Siga con lo suyo. Muy bueno su retrato.

Saludos,
Rapote

tan versátil como acústica dijo...

comentaría, pero noté que interrumpía una jugosa pelea...

tan versátil como acústica dijo...

¡qué buena idea la del tiempo de lectura!, ejem... (si hiciera macaquitos uno tosería).

Araña Patagonica dijo...

Excelente postal de una mañana en tu ciudad..

Yo vivo cosas parecidas, desde el punto de vista de llegar en colectivo a mi trabajo.

Saludos y suerte con el camión..

Rapote dijo...

Versátil & Acústica: Comente que no era ni jugosa ni discusión...

Araña: Lo del camión es algo ya crónico con lo que, aunque no debiera, me estoy acostumbrando a vivir...

Fla-q (con atraso): Es que le saqué fotos y lo mandé a La Serenísima.

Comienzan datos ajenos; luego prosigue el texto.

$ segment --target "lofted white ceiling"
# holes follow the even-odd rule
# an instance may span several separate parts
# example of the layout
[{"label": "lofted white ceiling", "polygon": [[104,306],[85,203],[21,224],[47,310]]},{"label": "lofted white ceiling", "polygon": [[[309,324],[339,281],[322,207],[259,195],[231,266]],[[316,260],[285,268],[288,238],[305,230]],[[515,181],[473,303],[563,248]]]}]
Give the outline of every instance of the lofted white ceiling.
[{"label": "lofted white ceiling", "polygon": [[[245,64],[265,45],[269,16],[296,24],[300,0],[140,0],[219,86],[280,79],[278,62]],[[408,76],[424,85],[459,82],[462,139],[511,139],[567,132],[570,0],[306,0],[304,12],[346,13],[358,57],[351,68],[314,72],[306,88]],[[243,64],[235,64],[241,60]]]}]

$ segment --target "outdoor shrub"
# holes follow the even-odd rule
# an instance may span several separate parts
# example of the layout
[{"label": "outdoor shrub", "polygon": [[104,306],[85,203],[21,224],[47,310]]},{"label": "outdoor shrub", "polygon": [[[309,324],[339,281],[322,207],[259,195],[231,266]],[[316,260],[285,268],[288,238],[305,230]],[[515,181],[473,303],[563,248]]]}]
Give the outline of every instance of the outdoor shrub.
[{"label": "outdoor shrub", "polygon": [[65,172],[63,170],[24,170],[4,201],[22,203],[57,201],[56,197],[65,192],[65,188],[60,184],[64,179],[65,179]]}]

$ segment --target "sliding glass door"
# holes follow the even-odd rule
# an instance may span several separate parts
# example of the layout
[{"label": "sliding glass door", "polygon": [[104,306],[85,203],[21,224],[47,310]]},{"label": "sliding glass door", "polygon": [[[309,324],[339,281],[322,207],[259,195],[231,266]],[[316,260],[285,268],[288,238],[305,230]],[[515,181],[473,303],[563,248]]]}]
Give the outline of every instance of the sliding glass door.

Pero desde que mandé las fotos mandan al camión 751 (el fotografiado y que siempre venía era el 346).

O sea que si mando ahora las del 751 luego mandarán a otro, que seguramente tendrá las mismas mañas.

Veremos...

Chango Glamour dijo...

jaja muy bueno. Siempre observo estas cosas en los bondis y el subte. Debe estar en los genes porque mi viejo era colectivero. Algún día haré un post sobre las historias que me contaba, muchas seguramente producto de su imaginación o de la de sus compañeros de la línea 39.
Abrazo

Rapote dijo...

Chango: ¿De la línea 39?

El mundo es un pañuelo che.

Esta nota relata un viaje transcurrido en un colectivo de la mismísima línea 39. Sí, si.